For keyboard it looks similar for this

from pynput import keyboard

# --- functions ---

def on_press(key):
    # some code

def on_release(key):
    # some code

# --- main ---

with keyboard.Listener(on_press=on_press, on_release=on_release) as listener:
    listener.join()

For mouse it looks similar for this

from pynput import mouse

# --- functions ---

def on_move(x, y):
    # some code

def on_click(x, y, button, pressed):
    # some code

def on_scroll(x, y, dx, dy):
    # some code

# --- main ---

with mouse.Listener(on_move=on_move, on_click=on_click, on_scroll=on_scroll) as listener:
    listener.join()

but these examples block program and it can't run other code.

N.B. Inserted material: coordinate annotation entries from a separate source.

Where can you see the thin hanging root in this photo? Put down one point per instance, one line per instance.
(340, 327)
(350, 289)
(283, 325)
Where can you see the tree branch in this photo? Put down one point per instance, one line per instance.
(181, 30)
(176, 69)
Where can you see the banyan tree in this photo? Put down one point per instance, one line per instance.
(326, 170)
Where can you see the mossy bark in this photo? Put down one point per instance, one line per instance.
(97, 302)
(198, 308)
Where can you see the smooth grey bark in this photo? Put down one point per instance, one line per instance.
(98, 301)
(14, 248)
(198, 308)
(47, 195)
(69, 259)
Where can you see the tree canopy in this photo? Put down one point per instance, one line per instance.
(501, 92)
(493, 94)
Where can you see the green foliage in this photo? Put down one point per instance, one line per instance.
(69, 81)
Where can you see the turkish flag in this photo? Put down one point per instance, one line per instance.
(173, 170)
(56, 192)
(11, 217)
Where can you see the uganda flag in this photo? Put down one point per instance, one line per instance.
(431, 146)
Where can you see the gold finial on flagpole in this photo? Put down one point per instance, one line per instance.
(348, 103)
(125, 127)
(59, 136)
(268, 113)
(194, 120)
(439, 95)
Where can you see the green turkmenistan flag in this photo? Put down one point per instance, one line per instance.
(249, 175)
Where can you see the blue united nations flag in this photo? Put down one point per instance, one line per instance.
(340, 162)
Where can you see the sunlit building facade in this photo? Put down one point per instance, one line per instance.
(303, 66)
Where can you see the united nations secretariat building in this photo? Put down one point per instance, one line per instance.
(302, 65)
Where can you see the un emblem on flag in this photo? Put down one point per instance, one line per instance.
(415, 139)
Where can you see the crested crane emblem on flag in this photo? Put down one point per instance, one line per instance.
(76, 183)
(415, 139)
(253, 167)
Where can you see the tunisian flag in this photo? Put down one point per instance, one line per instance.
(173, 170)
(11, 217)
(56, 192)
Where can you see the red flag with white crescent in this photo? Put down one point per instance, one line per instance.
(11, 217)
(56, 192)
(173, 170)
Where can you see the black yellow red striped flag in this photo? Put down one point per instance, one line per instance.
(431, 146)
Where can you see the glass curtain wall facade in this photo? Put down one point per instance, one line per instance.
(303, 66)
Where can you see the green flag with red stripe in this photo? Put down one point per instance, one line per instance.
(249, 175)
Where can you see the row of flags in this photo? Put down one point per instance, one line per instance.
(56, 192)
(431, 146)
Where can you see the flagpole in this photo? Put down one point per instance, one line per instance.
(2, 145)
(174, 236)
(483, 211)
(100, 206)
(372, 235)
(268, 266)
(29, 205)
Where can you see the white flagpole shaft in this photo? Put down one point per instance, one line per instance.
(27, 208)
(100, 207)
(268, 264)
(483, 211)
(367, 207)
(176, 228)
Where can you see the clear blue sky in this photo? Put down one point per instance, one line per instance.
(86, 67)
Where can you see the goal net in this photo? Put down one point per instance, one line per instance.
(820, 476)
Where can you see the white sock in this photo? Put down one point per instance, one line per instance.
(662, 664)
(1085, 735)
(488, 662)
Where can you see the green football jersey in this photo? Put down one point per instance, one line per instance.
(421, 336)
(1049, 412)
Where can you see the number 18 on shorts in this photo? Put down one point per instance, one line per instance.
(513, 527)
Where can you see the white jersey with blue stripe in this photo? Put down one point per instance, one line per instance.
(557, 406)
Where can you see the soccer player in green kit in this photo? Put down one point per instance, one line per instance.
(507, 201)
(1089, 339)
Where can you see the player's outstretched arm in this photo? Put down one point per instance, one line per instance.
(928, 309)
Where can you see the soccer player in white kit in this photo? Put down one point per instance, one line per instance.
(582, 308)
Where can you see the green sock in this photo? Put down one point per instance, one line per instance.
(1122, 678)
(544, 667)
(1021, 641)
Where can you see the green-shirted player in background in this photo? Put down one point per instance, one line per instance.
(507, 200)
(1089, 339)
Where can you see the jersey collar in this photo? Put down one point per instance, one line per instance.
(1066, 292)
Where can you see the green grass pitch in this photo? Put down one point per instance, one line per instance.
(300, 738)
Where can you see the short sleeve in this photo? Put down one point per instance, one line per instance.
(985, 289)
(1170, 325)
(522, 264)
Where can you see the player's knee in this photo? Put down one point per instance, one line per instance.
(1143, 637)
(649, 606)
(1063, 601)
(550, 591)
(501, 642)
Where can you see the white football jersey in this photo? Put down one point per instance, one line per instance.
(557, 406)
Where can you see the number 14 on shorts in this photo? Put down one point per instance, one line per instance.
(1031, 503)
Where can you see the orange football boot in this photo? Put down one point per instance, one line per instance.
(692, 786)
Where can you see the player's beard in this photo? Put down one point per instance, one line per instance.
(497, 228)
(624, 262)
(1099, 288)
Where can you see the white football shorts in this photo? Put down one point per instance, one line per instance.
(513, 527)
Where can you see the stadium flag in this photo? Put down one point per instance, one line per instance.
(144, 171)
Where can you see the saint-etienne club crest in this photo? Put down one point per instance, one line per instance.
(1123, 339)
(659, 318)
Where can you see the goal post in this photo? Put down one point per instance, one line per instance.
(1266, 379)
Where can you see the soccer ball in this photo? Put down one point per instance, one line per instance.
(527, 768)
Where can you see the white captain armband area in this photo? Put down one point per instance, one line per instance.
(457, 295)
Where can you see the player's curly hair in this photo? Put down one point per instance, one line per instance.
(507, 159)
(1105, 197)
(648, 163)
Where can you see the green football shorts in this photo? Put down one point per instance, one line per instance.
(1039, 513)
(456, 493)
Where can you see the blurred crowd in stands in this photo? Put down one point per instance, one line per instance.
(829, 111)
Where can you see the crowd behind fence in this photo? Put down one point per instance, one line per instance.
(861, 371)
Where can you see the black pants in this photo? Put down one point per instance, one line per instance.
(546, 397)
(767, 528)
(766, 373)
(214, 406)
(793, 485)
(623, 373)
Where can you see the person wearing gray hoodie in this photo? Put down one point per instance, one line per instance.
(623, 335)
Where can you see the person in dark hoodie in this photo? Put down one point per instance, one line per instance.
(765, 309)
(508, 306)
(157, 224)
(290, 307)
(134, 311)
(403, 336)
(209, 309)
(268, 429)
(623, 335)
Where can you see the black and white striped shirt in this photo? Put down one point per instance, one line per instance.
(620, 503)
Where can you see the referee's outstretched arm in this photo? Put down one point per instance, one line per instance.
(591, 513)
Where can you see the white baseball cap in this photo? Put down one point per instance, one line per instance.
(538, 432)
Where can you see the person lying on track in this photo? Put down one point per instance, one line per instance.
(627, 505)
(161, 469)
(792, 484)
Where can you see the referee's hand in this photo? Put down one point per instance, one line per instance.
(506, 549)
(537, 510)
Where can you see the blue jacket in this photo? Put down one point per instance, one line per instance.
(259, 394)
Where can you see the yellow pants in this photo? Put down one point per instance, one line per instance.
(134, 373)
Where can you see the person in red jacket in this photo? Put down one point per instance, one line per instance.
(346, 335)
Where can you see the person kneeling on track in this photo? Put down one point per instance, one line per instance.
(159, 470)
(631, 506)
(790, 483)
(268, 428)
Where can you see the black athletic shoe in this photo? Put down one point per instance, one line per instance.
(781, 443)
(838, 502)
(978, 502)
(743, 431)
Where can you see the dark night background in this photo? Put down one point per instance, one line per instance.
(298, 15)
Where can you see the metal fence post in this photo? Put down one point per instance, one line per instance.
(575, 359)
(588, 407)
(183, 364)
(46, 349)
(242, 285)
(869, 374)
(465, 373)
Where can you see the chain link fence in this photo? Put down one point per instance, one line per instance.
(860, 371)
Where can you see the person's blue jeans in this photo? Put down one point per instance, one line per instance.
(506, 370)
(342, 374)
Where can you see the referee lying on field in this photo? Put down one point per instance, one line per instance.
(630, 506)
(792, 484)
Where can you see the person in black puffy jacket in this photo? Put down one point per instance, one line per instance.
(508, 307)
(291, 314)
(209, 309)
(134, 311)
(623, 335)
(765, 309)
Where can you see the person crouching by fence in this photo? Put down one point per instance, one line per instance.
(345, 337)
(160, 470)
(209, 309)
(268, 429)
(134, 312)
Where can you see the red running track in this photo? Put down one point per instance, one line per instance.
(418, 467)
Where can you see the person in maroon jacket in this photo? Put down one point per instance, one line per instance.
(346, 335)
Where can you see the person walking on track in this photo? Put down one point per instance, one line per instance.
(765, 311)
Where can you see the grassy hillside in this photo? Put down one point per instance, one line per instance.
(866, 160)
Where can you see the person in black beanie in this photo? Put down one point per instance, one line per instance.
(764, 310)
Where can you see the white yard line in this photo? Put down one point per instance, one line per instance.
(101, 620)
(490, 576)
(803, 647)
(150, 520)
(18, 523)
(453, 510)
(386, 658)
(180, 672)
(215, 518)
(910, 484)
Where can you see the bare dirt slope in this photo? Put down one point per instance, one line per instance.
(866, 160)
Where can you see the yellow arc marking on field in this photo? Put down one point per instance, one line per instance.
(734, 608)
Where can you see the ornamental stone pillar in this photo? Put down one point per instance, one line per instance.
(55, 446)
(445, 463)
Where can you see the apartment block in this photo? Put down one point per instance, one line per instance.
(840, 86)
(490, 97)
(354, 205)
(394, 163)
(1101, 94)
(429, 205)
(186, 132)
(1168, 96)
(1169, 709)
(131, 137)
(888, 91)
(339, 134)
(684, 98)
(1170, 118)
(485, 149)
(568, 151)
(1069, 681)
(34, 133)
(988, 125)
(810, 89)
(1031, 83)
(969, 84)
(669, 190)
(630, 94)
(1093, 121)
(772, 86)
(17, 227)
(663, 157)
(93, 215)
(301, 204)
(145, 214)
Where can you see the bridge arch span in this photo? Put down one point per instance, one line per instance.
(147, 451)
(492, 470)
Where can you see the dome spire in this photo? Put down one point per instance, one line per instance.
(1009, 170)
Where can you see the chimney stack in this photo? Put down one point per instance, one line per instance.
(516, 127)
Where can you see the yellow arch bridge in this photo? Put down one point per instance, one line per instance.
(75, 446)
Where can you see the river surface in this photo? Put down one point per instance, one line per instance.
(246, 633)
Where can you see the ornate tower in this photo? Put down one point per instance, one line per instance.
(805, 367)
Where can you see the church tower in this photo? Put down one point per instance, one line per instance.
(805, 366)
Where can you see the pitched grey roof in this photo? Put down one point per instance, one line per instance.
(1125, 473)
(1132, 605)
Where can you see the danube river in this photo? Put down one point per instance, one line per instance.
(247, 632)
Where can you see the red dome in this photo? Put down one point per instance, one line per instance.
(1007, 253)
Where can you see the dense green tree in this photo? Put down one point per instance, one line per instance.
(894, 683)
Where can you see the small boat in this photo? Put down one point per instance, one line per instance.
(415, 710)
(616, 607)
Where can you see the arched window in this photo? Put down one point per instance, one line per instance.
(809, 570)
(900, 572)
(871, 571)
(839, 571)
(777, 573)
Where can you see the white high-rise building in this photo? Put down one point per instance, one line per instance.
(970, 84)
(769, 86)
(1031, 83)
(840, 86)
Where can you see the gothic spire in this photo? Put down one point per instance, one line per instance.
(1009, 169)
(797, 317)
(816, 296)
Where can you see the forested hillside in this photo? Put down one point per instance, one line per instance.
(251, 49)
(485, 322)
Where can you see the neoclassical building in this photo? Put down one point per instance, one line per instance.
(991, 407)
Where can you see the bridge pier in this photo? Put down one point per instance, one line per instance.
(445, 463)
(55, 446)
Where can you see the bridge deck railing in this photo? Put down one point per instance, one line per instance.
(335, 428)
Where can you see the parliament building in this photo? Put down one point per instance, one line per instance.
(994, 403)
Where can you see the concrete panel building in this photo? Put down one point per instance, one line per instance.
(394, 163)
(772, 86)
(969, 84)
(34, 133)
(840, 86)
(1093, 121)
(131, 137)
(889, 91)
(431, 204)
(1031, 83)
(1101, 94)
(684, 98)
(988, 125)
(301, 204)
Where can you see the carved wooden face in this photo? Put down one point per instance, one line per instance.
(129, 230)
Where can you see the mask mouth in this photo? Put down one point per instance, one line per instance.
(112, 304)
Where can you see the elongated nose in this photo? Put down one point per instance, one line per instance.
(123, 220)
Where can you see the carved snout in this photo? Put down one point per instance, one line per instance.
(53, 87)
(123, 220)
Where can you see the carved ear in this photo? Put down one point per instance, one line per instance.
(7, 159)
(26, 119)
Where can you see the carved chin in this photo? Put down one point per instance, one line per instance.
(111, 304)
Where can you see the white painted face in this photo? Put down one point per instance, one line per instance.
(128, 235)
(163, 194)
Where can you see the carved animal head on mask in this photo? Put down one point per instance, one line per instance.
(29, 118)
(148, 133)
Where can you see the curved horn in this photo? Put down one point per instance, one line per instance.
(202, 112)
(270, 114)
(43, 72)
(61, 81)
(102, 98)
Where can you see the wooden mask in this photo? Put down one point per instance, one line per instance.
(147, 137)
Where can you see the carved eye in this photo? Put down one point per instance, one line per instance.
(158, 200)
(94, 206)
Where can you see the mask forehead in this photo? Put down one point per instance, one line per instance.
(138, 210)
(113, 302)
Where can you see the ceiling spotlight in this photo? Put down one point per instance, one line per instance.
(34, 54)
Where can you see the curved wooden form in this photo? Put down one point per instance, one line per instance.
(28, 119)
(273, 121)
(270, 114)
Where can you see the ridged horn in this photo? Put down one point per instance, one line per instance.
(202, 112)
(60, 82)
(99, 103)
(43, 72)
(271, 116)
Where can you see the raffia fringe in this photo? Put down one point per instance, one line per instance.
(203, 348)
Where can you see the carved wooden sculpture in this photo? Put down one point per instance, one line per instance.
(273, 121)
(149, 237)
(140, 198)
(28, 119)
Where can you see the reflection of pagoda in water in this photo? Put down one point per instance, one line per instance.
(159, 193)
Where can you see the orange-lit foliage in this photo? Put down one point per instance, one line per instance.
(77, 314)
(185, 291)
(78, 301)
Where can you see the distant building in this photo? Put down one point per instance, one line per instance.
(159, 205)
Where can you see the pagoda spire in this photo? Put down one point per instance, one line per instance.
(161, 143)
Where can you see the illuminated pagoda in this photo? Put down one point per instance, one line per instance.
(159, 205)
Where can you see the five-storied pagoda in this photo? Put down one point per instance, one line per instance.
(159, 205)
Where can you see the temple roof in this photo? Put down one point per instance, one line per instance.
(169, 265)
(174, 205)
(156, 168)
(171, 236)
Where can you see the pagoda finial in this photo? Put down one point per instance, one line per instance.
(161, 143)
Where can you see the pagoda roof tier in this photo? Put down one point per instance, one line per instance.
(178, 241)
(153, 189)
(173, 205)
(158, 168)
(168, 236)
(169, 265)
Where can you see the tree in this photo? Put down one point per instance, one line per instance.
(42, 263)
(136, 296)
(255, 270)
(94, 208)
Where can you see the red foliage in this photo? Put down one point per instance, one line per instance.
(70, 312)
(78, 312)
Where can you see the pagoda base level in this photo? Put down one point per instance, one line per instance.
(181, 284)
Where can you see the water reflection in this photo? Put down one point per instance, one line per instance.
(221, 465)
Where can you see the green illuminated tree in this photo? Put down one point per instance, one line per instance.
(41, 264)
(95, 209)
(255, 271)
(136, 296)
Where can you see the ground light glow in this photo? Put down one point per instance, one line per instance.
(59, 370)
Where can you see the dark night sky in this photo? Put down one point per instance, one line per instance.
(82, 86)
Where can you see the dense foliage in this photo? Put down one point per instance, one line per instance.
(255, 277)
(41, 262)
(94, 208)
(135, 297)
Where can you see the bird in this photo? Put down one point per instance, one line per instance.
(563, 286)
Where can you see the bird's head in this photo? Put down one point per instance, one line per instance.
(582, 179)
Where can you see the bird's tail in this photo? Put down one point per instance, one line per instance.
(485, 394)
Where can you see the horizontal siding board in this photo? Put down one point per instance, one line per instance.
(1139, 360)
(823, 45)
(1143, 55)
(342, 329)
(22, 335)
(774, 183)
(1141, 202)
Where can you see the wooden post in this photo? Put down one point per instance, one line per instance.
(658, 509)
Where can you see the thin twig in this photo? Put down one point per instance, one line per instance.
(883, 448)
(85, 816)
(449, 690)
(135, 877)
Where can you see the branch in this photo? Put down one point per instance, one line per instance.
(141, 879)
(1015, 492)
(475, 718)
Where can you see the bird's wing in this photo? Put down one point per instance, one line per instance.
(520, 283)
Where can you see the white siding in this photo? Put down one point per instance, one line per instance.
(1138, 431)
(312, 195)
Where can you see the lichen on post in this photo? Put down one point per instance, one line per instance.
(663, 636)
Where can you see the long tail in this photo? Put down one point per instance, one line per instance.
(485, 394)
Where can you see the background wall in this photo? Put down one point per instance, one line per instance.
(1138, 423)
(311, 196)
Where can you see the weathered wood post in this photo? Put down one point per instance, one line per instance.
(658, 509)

To run other code you can put code before listener.join()

for keyboard

with keyboard.Listener(on_press=on_press, on_release=on_release) as listener:

    # ... your code ... (ie. mainloop in tkinter)

    listener.join()

for mouse

with mouse.Listener(on_move=on_move, on_click=on_click, on_scroll=on_scroll) as listener:

    # ... your code ... (ie. mainloop in tkinter)

    listener.join()

Sometimes it can be easer to write the same code without with

for keyboard

listener = keyboard.Listener(on_press=on_press, on_release=on_release)
listener.start()
#listener.wait()

# ... your code ... (ie. mainloop in tkinter)

listener.join()

for mouse

listener = mouse.Listener(on_move=on_move, on_click=on_click, on_scroll=on_scroll)
listener.start()
#listener.wait()

# ... your code ... (ie. mainloop in tkinter)

listener.join()

This way you can use listener inside other functions or use as global variable.

You can even use both listeners at the same time

listener_keyboard = keyboard.Listener(on_press=on_press, on_release=on_release)
listener_keyboard.start()
#listener_keyboard.wait()
listener_mouse = mouse.Listener(on_move=on_move, on_click=on_click, on_scroll=on_scroll)
listener_mouse.start()
#listener_mouse.wait()

# ... your code ... (ie. mainloop in tkinter)

listener_keyboard.join()
listener_mouse.join()

To stop both listeners you will have to use in some moment

listener_keyboard.stop()
listener_mouse.stop()

Listener runs code in thread and this is why it uses functions .start() and .join() similar to module threading.

Because Listener runs code in thread so there is no need to start it specially in another thread.